So today we close on the farm. When I sign those papers, I am not sure if I will be able to hold back on the tears. Up until now I have tried to accept that we are losing the home that we built, but I guess deep down inside of me, I have held out hope that some day she will come to us and say “I am sorry, I did you wrong, let’s go back to the original agreement”. But I know in my mind that will not happen. When I sign my name to these papers today, the farm becomes ours and it is severing the ties to the homestead we built with our own hands. It stops any chance for reconciliation and any future there in our one room house. It hurts, I am not going to pretend it does not, it hurts bad.
We ran into Hazel on Friday evening at Captain D’s. Amanda, Lakota, Perrin, Chris and myself went after work and Hazel was there with some old woman and another elderly couple was talking to her. We could hear them, talking about us. She had no clue we were there and she was telling these people lies about us and talking about us like we were these horrible people taking advantage of her. I wanted so badly to go interrupt her and inform them all that we have faithfully made land payments to her for a year now. That SHE came to us and suckered us into building that house and paying her and taking care of her so she could back out of the deal when Jimmy died and leave us out $20,000 and no home. I wanted to tell them the truth, but I stayed back to listen to the lies, without her having a clue we were there until she got up to leave and then she saw me setting there. It was as if she saw Jimmy’s ghost standing in front of her, panic, fear, worry, all written on her little face. She practically ran out the door and I am sure she has worried this weekend about just how much we actually heard.

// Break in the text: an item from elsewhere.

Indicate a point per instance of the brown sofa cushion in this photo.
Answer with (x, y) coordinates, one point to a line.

Living there now is a nightmare. We cannot fix the driveway, it is flooded out, my car has been stuck in the mud more times than I can count, we have to walk back and forth through the mud, carrying 50 pound bags of animal feed, clothes to change in to once we get to the car because of mud. We have no life there now, nothing. I have slowly tried to break any sentimental ties I have to the home and farm. I refuse to go look at all of my plants and shrubs blooming, I won’t even walk the property anymore. It is forward from here, today…we move on. We will start preparing our new home, bringing it back to life, starting over there. Yes it hurts, terribly, but it must be done. We have made it through so much already, I know we will be OK. The first 6 months will be very difficult, but after that things will be better for us. Time, patience, hard work, is ahead for us….but so is movement, laughter, love, devotion and dreams fulfilled.